The kilowatts are then converted into kilowatt-hours by multiplying the kilowatts by the number of hours for which the appliance has been used. This gives us the total electrical energy consumed in kilowatt-hours. In other words, this gives us the total number of “units” of electricity consumed. Knowing the cost of 1 unit of electricity, we can find out the total cost. This will become more clear from the following examples.

Example Problem 1.
A refrigerator having a power rating of 350 W operates for 10 hours a day. Calculate the cost of electrical energy to operate it for a month of 30 days. The rate of electrical energy is Rs. 3.40 per kWh.
Solution:
Electrical energy, E = P × t
Here, Power, P = 350 W
= \(\frac{350}{0.35}\) kW
= 0.35 kW
And, Time, t = 10 × 30 hours
= 300 h
Now, putting these values of P and t in the formula,
E = P × t
We get: E = 0.35 × 300 kWh
= 105 kWh
Thus, the electrical energy consumed by the refrigerator in a month of 30 days is 105 kilowatt-hours.
Now, Cost of 1 kWh of electricity = Rs. 3.40
So, Cost of 105 kWh of electricity = Rs. 3.40 ×105
= Rs. 357

Example Problem 2.
A bulb is rated at 200 V-100 W. What is its resistançe? Five such bulbs burn for 4 hours. What is the electrical energy consumed? Calculate the cost if the rate is ₹ 4.60 per unit.
Solution:
(a) Calculation of Resistance. Here we know the voltage and power of the bulb. So, the resistance can be calculated by using the formula :
P = \(\frac{V^2}{R}\)
Here, Power, P = 100 watts
Voltage, V = 200 volts
And, Resistance, R = ? (To be calculated)
Now, putting these values in the above formula, we get :
100 = \(\frac{(200)^2}{R}\)
100 R = 40000
And, R = \(\frac{40000}{100}\)
= 400 ohms

(b) Calculation of Electrical Energy Consumed. The electrical energy consumed in kilowatt-hours can be calculated by using the formula :
E = P × t
Here, Power, P = 100 watts
= \(\frac{100}{1000}\) kilowatt
= 0.1 kilowatt …………. (1)
And, Time, t = 4 hours ………….. (2)
So, Energy consumed by 1 bulb = 0.1 × 4
= 0.4 kilowatt-hours
And,Energy consumed by 5 bulbs = 0.4 × 5
= 2 kilowatt-hours (or 2 kWh)
Thus, the total electrical energy consumed is “2 kilowatt-hours” or “2 units”.

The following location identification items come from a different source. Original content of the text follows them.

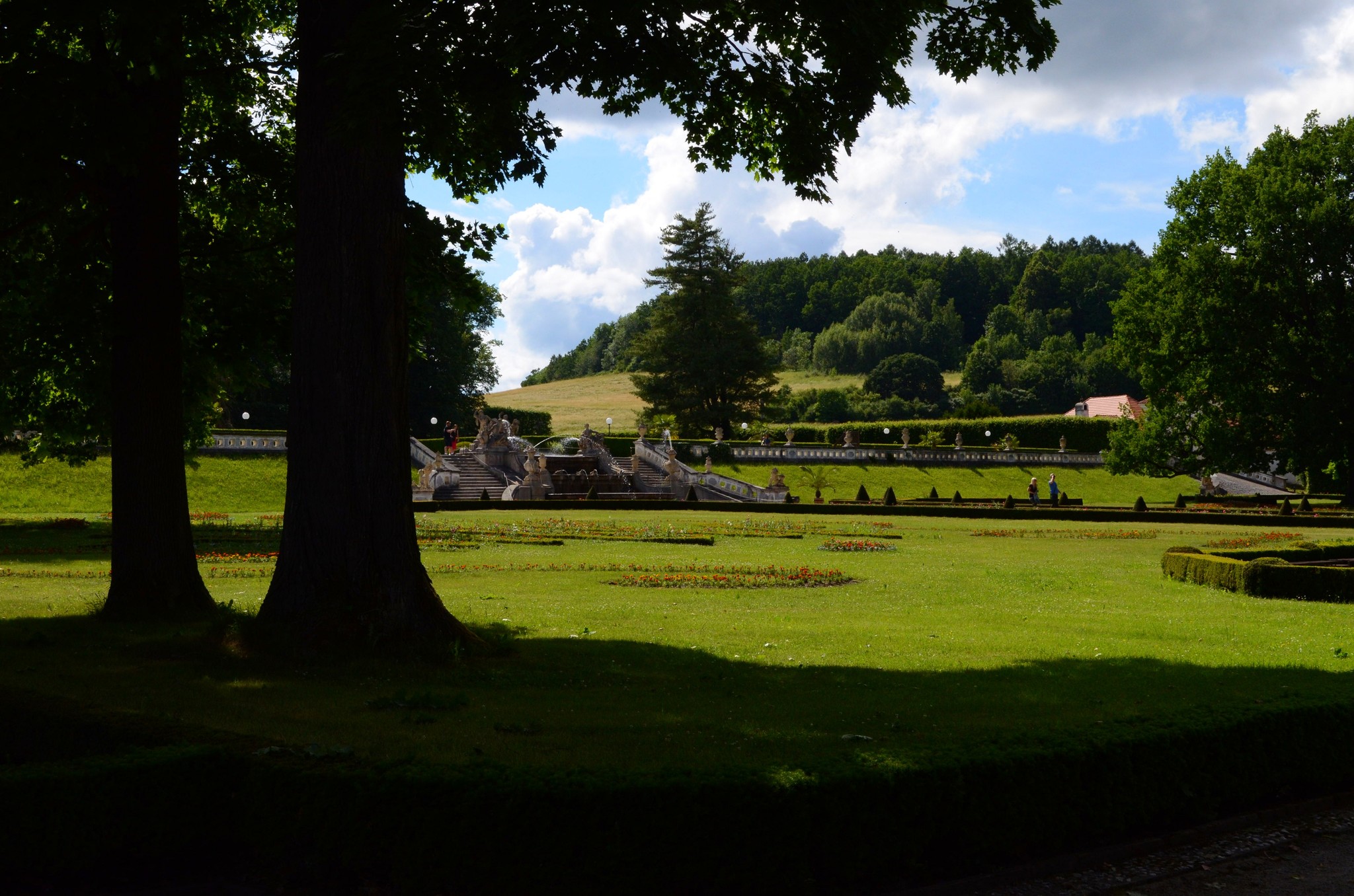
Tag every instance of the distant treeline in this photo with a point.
(1027, 325)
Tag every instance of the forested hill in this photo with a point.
(1006, 315)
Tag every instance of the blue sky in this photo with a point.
(1138, 95)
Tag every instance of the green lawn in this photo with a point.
(257, 484)
(948, 643)
(216, 482)
(1090, 485)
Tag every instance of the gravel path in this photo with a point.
(1303, 856)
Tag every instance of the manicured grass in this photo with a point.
(216, 482)
(1090, 485)
(945, 645)
(592, 400)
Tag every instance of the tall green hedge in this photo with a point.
(1084, 433)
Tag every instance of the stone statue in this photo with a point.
(672, 467)
(588, 441)
(426, 474)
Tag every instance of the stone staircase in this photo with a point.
(474, 480)
(649, 478)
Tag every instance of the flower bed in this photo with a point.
(237, 573)
(262, 556)
(855, 544)
(1064, 534)
(54, 574)
(764, 577)
(1254, 541)
(673, 574)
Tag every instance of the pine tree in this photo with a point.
(701, 359)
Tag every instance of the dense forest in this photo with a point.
(1027, 326)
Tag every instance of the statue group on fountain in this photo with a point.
(495, 432)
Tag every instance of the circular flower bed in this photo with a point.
(855, 544)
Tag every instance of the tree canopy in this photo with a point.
(701, 359)
(1242, 328)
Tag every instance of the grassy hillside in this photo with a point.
(592, 400)
(1092, 486)
(218, 482)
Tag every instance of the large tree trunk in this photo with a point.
(350, 576)
(155, 572)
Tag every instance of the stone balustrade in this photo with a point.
(736, 489)
(227, 441)
(918, 457)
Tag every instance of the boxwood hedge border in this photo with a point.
(905, 509)
(1266, 573)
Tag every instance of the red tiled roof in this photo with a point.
(1111, 406)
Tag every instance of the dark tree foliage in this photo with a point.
(1242, 328)
(606, 350)
(908, 377)
(450, 306)
(701, 359)
(126, 125)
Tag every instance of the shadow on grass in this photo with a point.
(630, 704)
(725, 774)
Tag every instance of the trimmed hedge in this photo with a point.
(1265, 574)
(1035, 433)
(532, 422)
(906, 509)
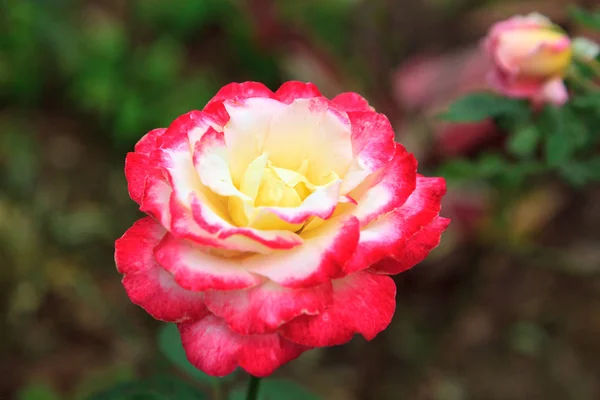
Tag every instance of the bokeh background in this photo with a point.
(508, 307)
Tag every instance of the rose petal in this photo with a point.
(415, 250)
(246, 131)
(198, 268)
(363, 303)
(138, 166)
(292, 90)
(386, 236)
(308, 129)
(351, 101)
(373, 146)
(322, 256)
(392, 187)
(213, 348)
(136, 170)
(264, 308)
(234, 91)
(155, 201)
(148, 142)
(320, 203)
(146, 283)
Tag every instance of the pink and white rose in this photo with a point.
(274, 222)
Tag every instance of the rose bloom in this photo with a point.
(530, 57)
(274, 222)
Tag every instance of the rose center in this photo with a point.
(267, 185)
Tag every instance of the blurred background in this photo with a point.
(508, 307)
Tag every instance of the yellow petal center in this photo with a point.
(533, 61)
(270, 186)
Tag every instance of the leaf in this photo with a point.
(161, 62)
(491, 166)
(457, 170)
(585, 18)
(37, 391)
(580, 173)
(158, 388)
(169, 343)
(523, 142)
(562, 131)
(480, 106)
(276, 389)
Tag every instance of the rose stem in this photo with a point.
(253, 386)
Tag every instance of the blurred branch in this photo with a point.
(272, 32)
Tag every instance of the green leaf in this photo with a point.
(458, 170)
(37, 391)
(581, 172)
(169, 343)
(491, 165)
(564, 133)
(161, 63)
(276, 389)
(523, 142)
(158, 388)
(480, 106)
(585, 18)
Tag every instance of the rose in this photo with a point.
(274, 222)
(531, 57)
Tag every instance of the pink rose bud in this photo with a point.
(530, 57)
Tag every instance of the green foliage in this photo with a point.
(524, 141)
(586, 18)
(169, 343)
(37, 391)
(157, 388)
(276, 389)
(479, 106)
(182, 20)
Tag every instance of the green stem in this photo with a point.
(217, 393)
(253, 386)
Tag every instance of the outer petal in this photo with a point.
(362, 303)
(197, 268)
(138, 166)
(373, 146)
(415, 250)
(136, 170)
(292, 90)
(385, 237)
(392, 187)
(213, 348)
(263, 309)
(234, 91)
(148, 142)
(146, 283)
(155, 201)
(351, 101)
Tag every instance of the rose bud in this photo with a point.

(c) Calculation of Cost of Electrical Energy. We have been given that : ,
Cost of 1 unit of electricity = ₹ 4.60
So, Cost of 2 units of electricity = ₹ 4.60 × 2
= ₹ 9.20

Example Problem 3.
An electric heater draws a current of 10 A from a 220 V supply. What is the cost of using the heater for 5 hours everyday for 30 days if the cost of 1 unit (1 kWh) is ₹ 5.20 ?
Solution:
In this problem, first of all we have to calculate the power of the heater by using the given values of current and voltage. This can be done by using the formula :
P = V × I
Here, Voltage (or p.d.), V = 200 V
And, Current, I = 10 A
So, Power, P = 220 × 10 W
= 2200 W
= \(\frac{2200}{1000}\) kW
= 2.2 kW …………. (1)
Now, Electric energy consumed, E = P × t
Here, Power, P = 2.2 kW
And, Time, t = 5 h
So, Electric energy consumed in 1 day = 2.2 × 5
= 11 kWh
And, Electric energy consumed in 30 days = 11 × 30
= 330 kWh (or 330 units) ………………… (2)
Now, Cost of 1 unit of electricity = ₹ 5.20
So, Cost of 330 units of electricity = ₹ 5.20 × 30
= ₹ 1716